By use of a selective medium containing ethidium bromide, population analyses of yeast galactose long-term adaptation mutants (gal3) in the process of deadaptation in the absence of galactose have been performed. The analysis of diploid strains homozygous for the gal3 locus but heterozygous for different combinations of the other mutant galactose loci, which thus have reduced amounts of the gene products of those loci, have demonstrated that, in addition to the two permease units determined in a previous study, a cell requires one complex of the Leloir pathway enzymes and two complexes specified by the Gal4 locus to be readily induced. From the consideration of these complexes as being aggregated molecules which are diluted out as units (i.e., if such a molecule were a dimer, it would not dissociate into monomers) during cell growth, the in vivo aggregation of these enzymes and the Gal4 gene product could be studied.

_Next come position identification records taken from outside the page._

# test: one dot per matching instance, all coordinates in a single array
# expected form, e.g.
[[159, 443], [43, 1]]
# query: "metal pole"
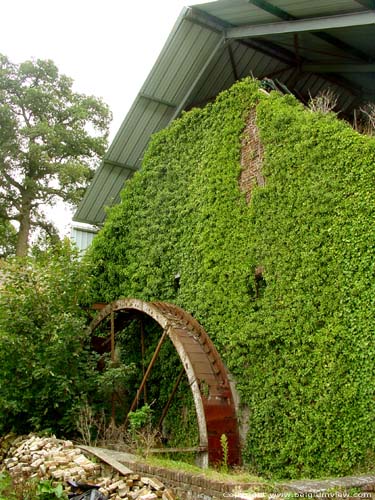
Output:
[[149, 368], [113, 359], [143, 358], [166, 408]]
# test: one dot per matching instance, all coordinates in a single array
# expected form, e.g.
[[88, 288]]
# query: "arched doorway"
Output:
[[206, 373]]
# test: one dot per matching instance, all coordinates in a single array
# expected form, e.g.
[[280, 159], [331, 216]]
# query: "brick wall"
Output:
[[191, 486], [251, 158]]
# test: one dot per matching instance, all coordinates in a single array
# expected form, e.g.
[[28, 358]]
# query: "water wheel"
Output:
[[204, 369]]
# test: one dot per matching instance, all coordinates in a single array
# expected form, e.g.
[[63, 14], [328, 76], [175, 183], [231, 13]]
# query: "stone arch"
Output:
[[206, 373]]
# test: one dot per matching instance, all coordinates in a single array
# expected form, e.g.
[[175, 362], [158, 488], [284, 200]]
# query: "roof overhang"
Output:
[[307, 46]]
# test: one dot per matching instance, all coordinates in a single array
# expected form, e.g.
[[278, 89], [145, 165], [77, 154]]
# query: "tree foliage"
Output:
[[51, 139], [302, 350], [46, 367]]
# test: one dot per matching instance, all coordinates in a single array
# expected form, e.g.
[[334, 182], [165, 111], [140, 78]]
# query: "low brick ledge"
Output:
[[200, 481]]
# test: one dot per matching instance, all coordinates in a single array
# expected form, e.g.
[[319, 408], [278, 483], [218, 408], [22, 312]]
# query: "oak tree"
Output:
[[51, 139]]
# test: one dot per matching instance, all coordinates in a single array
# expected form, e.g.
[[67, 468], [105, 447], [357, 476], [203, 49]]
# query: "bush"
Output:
[[46, 367]]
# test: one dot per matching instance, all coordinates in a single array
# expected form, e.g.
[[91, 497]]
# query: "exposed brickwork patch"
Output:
[[252, 153]]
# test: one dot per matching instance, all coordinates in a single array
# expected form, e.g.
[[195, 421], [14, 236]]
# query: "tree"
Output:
[[50, 141]]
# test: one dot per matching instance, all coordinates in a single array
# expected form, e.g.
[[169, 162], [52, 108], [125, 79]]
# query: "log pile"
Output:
[[57, 460]]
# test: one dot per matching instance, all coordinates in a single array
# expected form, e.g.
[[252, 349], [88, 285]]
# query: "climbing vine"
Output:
[[299, 339]]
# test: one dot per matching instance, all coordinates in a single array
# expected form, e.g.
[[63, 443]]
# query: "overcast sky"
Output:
[[108, 47]]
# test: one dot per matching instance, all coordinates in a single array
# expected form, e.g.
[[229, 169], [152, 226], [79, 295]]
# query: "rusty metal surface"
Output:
[[207, 375]]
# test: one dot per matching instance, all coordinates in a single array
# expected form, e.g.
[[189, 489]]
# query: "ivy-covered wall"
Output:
[[300, 338]]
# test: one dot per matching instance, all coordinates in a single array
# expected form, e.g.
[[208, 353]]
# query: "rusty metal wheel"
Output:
[[205, 371]]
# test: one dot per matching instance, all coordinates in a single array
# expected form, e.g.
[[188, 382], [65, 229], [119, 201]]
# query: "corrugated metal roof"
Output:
[[199, 60]]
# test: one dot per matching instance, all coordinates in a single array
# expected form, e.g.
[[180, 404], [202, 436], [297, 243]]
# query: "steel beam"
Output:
[[156, 99], [112, 163], [219, 46], [369, 4], [338, 68], [302, 25], [327, 37]]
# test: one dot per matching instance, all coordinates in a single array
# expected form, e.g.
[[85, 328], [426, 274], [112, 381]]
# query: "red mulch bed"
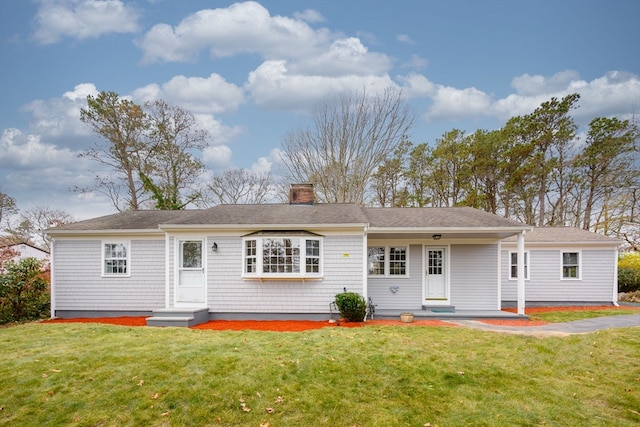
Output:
[[255, 325], [305, 325]]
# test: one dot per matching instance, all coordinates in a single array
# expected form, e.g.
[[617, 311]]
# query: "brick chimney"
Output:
[[301, 194]]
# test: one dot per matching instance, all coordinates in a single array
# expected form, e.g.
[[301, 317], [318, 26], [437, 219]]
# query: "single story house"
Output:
[[283, 261], [562, 264]]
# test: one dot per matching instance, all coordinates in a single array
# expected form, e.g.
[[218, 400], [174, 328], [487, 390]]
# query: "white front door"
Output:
[[436, 275], [190, 288]]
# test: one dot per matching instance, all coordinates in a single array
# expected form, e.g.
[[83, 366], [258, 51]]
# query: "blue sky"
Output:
[[253, 71]]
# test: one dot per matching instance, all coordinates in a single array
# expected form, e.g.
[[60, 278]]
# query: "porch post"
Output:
[[520, 290]]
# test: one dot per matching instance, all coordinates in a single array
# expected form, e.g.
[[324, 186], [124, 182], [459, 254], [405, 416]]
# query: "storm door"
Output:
[[190, 289], [436, 274]]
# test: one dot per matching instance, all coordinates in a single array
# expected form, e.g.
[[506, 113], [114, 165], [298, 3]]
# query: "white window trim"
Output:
[[259, 274], [387, 262], [527, 264], [565, 251], [127, 244]]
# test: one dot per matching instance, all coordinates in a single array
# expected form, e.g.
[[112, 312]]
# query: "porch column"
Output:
[[520, 289]]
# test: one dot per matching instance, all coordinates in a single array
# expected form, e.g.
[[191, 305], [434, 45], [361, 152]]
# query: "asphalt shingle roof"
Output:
[[565, 235], [286, 214]]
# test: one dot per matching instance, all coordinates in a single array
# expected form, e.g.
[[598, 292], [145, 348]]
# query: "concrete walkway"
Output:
[[558, 329]]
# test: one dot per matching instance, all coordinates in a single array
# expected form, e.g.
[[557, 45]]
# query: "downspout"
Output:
[[365, 283], [52, 279], [615, 278], [520, 292], [167, 284]]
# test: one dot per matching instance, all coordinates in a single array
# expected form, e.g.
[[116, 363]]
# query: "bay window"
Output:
[[282, 255]]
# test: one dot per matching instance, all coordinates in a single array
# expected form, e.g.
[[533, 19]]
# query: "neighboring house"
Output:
[[26, 250], [562, 265], [281, 261]]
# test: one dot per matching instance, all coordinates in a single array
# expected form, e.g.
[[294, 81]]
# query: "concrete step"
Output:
[[439, 308], [167, 321], [182, 317]]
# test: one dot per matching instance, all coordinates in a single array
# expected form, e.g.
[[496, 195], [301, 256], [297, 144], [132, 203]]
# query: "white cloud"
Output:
[[615, 93], [196, 94], [20, 151], [416, 85], [240, 28], [527, 85], [416, 62], [450, 103], [309, 15], [268, 163], [219, 133], [403, 38], [58, 117], [346, 56], [272, 86], [82, 19]]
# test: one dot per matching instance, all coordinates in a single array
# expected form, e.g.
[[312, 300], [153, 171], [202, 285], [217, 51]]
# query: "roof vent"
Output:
[[301, 194]]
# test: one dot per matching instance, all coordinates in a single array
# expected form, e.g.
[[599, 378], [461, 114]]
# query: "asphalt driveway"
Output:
[[558, 329]]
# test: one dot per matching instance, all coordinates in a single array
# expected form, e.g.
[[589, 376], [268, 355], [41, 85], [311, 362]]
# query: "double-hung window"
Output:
[[387, 261], [513, 265], [571, 265], [282, 255], [115, 259]]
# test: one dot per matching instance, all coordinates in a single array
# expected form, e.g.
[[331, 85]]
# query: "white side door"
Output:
[[190, 287], [436, 274]]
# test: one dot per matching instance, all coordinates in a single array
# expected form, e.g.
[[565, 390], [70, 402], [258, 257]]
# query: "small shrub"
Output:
[[23, 291], [352, 306], [629, 272]]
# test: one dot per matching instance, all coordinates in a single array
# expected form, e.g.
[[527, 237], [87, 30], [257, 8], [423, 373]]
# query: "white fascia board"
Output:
[[451, 230], [565, 244], [103, 233], [244, 227]]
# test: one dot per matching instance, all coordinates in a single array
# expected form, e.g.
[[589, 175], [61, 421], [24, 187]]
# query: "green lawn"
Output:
[[569, 316], [101, 375]]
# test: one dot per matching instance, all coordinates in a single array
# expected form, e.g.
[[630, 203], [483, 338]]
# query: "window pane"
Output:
[[570, 265], [115, 258], [281, 255], [397, 261], [312, 263], [191, 254], [435, 261], [514, 265], [376, 261]]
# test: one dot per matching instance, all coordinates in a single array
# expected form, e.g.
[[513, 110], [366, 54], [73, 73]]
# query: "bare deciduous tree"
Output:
[[353, 135], [234, 186]]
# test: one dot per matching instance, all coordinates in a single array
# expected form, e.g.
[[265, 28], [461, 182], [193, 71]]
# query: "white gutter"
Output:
[[167, 267], [52, 278], [615, 279], [365, 282]]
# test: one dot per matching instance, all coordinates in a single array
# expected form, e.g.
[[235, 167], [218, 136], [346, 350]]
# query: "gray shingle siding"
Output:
[[409, 289], [229, 292], [474, 277], [79, 284], [546, 285]]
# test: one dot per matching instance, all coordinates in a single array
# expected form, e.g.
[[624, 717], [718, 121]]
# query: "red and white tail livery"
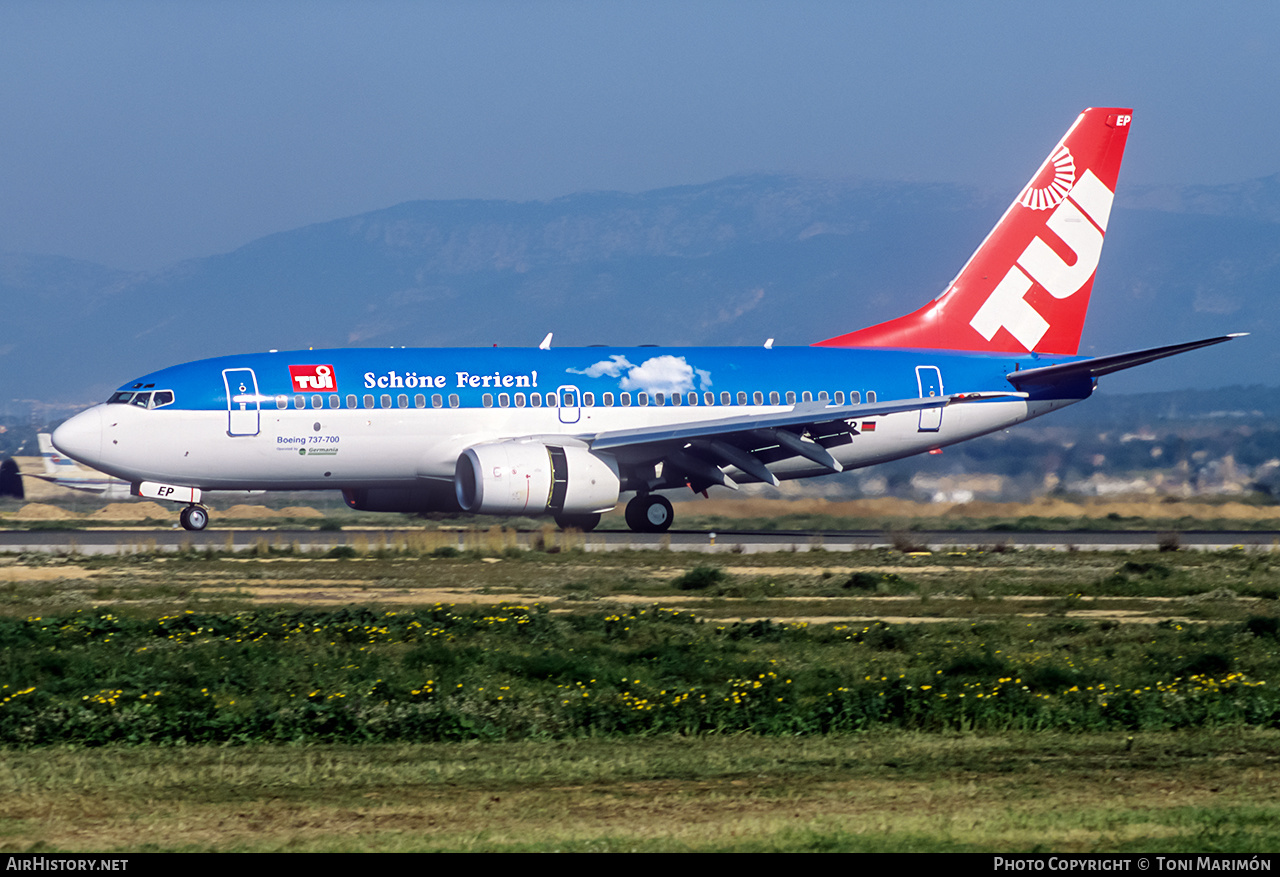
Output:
[[1027, 288], [553, 430]]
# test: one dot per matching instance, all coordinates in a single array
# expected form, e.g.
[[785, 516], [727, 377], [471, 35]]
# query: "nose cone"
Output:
[[81, 437]]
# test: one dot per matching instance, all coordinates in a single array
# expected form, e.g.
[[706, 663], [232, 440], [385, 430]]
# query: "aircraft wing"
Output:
[[749, 442], [1105, 365]]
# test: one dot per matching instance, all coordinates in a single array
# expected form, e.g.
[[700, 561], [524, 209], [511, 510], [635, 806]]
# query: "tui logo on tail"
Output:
[[1027, 287]]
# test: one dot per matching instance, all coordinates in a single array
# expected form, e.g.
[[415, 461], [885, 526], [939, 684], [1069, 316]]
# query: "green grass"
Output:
[[896, 791]]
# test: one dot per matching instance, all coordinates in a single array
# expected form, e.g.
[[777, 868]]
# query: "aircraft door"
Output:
[[571, 402], [929, 379], [243, 402]]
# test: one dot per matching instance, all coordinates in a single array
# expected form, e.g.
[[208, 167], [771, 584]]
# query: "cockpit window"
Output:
[[147, 400]]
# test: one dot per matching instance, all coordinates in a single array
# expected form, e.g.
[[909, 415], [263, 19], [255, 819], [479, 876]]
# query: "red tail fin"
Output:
[[1027, 287]]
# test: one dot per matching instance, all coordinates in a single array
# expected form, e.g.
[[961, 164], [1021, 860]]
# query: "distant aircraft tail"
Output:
[[1027, 288]]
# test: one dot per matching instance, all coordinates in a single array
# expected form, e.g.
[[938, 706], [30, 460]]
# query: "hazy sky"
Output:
[[140, 133]]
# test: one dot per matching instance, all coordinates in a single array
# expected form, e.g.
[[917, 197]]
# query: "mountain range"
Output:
[[734, 261]]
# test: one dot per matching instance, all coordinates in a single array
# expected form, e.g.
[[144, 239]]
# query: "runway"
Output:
[[749, 542]]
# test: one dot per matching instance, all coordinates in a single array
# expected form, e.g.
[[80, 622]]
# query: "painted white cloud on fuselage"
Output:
[[659, 374]]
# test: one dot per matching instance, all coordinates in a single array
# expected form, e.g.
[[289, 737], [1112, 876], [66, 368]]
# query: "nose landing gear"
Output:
[[649, 514], [193, 517]]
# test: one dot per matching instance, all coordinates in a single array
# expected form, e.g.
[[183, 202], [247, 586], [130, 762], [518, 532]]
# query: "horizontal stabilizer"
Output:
[[1105, 365]]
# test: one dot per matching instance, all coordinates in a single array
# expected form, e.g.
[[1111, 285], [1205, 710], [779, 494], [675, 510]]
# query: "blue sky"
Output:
[[140, 133]]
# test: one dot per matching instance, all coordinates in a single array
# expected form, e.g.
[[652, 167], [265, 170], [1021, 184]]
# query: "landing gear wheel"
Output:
[[193, 517], [584, 522], [649, 514]]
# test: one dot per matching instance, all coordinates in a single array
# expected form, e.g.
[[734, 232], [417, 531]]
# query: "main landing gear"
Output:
[[193, 517], [649, 514]]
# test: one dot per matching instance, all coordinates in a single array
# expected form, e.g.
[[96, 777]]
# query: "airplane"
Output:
[[568, 432], [64, 473]]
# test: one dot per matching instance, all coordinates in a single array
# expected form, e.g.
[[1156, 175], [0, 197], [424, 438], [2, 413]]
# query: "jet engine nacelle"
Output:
[[534, 478]]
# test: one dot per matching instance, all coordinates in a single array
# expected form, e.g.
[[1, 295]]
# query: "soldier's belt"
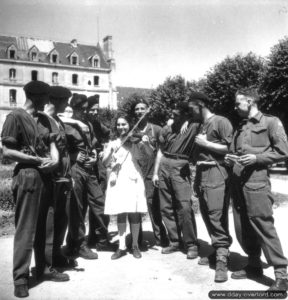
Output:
[[176, 156], [206, 163]]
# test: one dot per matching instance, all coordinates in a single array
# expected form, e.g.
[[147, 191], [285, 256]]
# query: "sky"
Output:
[[154, 39]]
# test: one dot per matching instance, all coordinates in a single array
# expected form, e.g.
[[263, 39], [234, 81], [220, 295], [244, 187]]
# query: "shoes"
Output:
[[248, 272], [119, 253], [106, 246], [136, 252], [70, 252], [61, 261], [54, 275], [170, 249], [21, 290], [221, 271], [192, 252], [87, 253], [280, 284]]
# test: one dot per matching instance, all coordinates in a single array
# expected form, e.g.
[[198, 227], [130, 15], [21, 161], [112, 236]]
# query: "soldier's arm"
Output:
[[18, 156], [279, 144], [155, 178]]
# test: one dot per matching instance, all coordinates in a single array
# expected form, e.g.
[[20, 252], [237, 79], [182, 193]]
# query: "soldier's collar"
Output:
[[256, 118]]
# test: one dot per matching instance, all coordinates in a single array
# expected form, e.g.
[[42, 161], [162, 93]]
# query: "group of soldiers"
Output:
[[59, 174]]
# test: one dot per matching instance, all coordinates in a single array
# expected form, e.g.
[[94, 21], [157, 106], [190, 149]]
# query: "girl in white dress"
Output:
[[125, 193]]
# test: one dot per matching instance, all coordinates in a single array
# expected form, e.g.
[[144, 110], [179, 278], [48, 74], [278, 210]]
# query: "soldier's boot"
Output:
[[221, 270]]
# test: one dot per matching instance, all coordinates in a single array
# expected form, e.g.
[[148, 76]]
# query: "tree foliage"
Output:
[[274, 86], [225, 78]]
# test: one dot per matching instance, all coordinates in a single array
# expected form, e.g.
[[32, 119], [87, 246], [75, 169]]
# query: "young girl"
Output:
[[125, 192]]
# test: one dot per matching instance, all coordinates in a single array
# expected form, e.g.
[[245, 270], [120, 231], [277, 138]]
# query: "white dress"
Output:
[[127, 193]]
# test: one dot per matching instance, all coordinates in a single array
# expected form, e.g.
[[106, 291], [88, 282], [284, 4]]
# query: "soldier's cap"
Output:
[[92, 100], [59, 93], [37, 89], [194, 96], [182, 106], [78, 100]]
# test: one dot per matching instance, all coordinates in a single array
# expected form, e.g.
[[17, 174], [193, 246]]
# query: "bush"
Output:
[[6, 199]]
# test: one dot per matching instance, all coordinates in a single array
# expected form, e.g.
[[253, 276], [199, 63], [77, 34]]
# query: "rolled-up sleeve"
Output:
[[10, 132]]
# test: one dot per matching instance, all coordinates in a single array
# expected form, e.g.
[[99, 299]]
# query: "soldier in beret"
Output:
[[259, 141], [62, 183], [86, 189], [102, 134], [211, 180], [172, 176], [28, 138]]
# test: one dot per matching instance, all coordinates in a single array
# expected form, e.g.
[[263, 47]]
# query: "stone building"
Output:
[[85, 69]]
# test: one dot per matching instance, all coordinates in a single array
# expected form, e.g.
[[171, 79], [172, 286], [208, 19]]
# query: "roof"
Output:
[[24, 44]]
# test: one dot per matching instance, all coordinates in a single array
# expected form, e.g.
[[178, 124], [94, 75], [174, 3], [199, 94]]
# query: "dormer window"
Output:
[[12, 52], [33, 53], [12, 74], [54, 57], [74, 59], [95, 61]]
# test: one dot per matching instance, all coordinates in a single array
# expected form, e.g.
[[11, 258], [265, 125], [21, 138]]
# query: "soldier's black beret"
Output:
[[92, 100], [78, 100], [59, 93], [37, 88]]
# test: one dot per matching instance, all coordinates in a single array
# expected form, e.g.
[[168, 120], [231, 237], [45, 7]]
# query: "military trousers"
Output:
[[57, 220], [253, 218], [86, 192], [94, 235], [32, 196], [211, 187], [175, 193]]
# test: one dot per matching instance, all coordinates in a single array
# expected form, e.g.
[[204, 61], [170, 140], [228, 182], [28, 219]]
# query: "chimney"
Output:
[[74, 43], [107, 47]]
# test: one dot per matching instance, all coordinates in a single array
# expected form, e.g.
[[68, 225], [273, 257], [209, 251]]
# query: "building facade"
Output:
[[84, 69]]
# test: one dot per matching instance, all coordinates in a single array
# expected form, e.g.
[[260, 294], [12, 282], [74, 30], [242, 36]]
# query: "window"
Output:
[[95, 62], [74, 60], [12, 74], [55, 77], [96, 80], [12, 97], [33, 56], [75, 79], [12, 54], [34, 75], [54, 58]]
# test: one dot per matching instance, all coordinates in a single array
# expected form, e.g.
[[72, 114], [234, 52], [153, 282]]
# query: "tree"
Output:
[[225, 78], [273, 86], [165, 96]]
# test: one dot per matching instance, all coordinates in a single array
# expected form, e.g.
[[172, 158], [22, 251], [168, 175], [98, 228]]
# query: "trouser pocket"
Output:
[[258, 199]]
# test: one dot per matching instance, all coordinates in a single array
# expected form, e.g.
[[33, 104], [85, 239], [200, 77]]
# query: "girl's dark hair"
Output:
[[124, 116]]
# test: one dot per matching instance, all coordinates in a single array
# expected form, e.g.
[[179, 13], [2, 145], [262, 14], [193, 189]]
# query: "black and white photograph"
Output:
[[143, 149]]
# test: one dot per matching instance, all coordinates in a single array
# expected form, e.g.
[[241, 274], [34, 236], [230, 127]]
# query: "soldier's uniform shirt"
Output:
[[31, 189], [86, 189], [264, 136], [211, 183], [218, 130], [174, 184]]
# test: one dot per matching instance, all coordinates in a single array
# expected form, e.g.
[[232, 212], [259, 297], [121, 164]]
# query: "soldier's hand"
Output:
[[145, 139], [247, 159], [155, 180], [230, 159], [201, 140], [48, 165], [184, 128], [90, 162], [81, 157]]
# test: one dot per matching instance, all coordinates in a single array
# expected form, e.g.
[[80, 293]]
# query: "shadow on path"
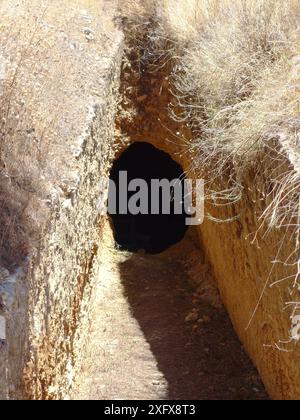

The data indicate that the function of the Gal4 gene product is to activate a Leloir enzyme complex. It is postulated that the gal3 phenotype is the result of such strains' inability to actively synthesize an endogenous co-inducer which allows wild-type cells to be readily induced upon exposure to galactose.

Population analysis of the deinduction kinetics of galactose long-term adaptation mutants of yeast.

By use of a selective galactose agar medium containing ethidium bromide, a population analysis of the deinduction kinetics of yeast galactose long-term adaptation mutants (gal 3) has been done. It was first determined that the gal 3 mutation is specific to the yeast galactose system and that induced cultures of gal 3 strains are capable of growth on galactose agar medium containing ethidium bromide, whereas noninduced cultures are not. Population analyses of induced gal 3 strains under going deinduction in the absence of galactose demonstrate that a minimum number of five induction units per cell are required for induction of the galactose system. It is concluded that: these induction units are actively synthesized only in the presence of inducer and are diluted out through cell division; they are stable under nongrowing conditions; they are heterogeneous in nature; at most two of the five minimum units are products of the gal 2 locus; and the other units may be three of one type, one of one type and two of another, or one each of three different types.